OBJECTIVE To externally validate the nomogram published by Stephenson et al. (termed the 'Stephenson nomogram') to predict disease progression after salvage radiotherapy (SRT) among patients with prostate cancer from the Shared Equal Access Regional Cancer Hospital (SEARCH) database. PATIENTS AND METHODS We analysed data from 102 men treated with SRT for prostate-specific antigen (PSA) failure after prostatectomy, of whom 30 (29%) developed disease progression after SRT during a median follow-up of 50 months. The predicted 6-year progression-free survival (PFS) was compared to the actuarial PFS using calibration plots. The accuracy of the nomogram to risk-stratify men for progression was assessed by the concordance index. RESULTS The median PSA and PSA doubling time before SRT was 0.6 ng/mL and 10.3 months, respectively.
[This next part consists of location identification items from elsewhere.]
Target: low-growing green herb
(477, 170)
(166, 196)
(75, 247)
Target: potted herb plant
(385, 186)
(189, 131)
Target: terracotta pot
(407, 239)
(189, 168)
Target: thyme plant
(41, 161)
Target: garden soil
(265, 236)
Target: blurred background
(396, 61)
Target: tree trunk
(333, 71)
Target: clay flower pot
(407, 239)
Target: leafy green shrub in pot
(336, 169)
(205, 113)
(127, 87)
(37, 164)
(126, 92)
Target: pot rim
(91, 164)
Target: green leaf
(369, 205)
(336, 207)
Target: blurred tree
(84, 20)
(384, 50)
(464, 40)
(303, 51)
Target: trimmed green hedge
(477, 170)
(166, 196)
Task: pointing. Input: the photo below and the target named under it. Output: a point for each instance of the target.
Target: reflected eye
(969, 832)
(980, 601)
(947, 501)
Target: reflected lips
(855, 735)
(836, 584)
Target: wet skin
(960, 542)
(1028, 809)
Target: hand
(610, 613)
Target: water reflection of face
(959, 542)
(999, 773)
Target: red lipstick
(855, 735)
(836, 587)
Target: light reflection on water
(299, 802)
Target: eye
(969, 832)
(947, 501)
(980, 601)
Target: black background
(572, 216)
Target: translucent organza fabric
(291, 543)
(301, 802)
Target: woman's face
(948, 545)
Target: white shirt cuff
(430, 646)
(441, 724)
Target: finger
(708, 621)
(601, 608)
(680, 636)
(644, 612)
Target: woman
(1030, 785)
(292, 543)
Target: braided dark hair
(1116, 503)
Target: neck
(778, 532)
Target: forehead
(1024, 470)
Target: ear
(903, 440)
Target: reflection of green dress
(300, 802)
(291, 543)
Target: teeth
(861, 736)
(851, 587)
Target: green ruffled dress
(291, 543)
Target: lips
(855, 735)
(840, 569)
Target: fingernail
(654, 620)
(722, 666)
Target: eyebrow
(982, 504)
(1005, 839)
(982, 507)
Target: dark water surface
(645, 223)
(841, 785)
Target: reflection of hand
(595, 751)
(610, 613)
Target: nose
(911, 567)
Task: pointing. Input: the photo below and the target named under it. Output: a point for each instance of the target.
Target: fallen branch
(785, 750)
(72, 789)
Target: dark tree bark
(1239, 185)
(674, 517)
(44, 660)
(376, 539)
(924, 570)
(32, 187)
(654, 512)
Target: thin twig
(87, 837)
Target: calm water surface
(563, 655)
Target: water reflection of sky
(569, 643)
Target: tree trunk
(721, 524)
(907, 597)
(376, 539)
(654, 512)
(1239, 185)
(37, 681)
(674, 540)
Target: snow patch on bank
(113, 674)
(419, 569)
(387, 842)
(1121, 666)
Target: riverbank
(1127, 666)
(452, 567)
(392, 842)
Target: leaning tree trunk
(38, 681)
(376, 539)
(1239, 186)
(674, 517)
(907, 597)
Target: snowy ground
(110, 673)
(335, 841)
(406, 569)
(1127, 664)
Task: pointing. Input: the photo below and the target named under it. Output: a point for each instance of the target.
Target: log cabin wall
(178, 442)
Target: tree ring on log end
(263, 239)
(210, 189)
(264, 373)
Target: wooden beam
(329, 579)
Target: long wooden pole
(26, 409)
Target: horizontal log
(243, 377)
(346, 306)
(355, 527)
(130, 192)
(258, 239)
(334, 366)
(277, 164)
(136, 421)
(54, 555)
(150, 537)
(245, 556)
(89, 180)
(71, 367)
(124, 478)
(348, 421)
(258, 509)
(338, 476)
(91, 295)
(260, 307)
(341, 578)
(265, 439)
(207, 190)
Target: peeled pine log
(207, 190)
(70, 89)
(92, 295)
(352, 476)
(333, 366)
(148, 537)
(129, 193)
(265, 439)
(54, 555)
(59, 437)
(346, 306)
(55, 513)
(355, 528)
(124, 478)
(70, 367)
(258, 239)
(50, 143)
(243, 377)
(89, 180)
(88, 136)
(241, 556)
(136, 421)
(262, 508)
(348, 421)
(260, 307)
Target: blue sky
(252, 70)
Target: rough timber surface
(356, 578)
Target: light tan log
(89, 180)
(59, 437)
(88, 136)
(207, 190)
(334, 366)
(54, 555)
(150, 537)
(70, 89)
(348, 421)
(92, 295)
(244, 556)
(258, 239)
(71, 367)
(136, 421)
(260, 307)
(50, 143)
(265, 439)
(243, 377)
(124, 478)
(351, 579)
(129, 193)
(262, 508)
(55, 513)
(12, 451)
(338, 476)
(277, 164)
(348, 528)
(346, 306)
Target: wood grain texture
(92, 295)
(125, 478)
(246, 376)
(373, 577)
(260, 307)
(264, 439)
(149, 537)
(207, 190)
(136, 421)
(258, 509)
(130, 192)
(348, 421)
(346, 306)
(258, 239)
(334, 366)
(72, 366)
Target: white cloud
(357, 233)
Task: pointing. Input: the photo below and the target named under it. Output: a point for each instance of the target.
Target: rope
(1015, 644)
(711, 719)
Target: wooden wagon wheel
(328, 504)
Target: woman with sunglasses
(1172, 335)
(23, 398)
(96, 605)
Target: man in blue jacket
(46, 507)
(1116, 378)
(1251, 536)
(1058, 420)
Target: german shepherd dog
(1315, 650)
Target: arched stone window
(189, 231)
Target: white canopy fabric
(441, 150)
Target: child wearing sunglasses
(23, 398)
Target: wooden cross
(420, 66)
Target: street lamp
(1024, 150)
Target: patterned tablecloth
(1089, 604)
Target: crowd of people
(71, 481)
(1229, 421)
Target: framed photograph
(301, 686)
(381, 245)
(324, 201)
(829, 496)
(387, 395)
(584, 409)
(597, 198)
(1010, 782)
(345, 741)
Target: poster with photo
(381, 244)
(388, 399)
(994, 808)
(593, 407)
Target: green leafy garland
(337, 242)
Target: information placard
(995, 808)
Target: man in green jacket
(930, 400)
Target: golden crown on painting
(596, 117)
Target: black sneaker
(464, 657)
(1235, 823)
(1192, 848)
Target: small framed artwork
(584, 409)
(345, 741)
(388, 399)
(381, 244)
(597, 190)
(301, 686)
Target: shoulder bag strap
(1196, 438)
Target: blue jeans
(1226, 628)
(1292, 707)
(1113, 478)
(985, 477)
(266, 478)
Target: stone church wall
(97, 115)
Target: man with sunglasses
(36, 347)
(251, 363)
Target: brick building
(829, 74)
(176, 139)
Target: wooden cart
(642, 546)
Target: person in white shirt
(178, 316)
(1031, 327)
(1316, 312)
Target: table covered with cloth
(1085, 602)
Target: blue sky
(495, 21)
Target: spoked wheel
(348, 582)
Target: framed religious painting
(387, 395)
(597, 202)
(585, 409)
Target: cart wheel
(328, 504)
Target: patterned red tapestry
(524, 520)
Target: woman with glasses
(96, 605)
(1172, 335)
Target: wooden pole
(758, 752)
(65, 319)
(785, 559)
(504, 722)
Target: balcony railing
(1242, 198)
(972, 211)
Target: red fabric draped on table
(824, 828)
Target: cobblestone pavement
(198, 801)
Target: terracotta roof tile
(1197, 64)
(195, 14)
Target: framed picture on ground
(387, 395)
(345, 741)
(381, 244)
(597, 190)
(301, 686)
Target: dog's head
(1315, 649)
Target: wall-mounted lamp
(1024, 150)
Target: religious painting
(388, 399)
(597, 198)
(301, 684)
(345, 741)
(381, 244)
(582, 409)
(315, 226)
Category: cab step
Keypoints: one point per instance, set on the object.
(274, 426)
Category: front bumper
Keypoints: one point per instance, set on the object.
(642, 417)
The 6-year actuarial disease-free progression after SRT was 57% (95% confidence interval 42-69%). The overall concordance index of the Stephenson nomogram was 0.65. The nomogram predicted failure more accurately at the extremes of risk (lowest and highest) but in intermediate groups, the accuracy was less precise. Of the 11 variables used in the nomogram, only negative margins and high PSA level before SRT were significantly associated with increased disease progression. CONCLUSION The Stephenson nomogram is an important tool to predict disease progression after SRT following radical prostatectomy. It adequately predicted progression in SEARCH with reasonable accuracy. Also, in SEARCH, disease progression was predicted by similar disease characteristics. However, the overall modest performance of the model in our validation cohort indicates there is still room for improvement in predictive models for disease progression after SRT.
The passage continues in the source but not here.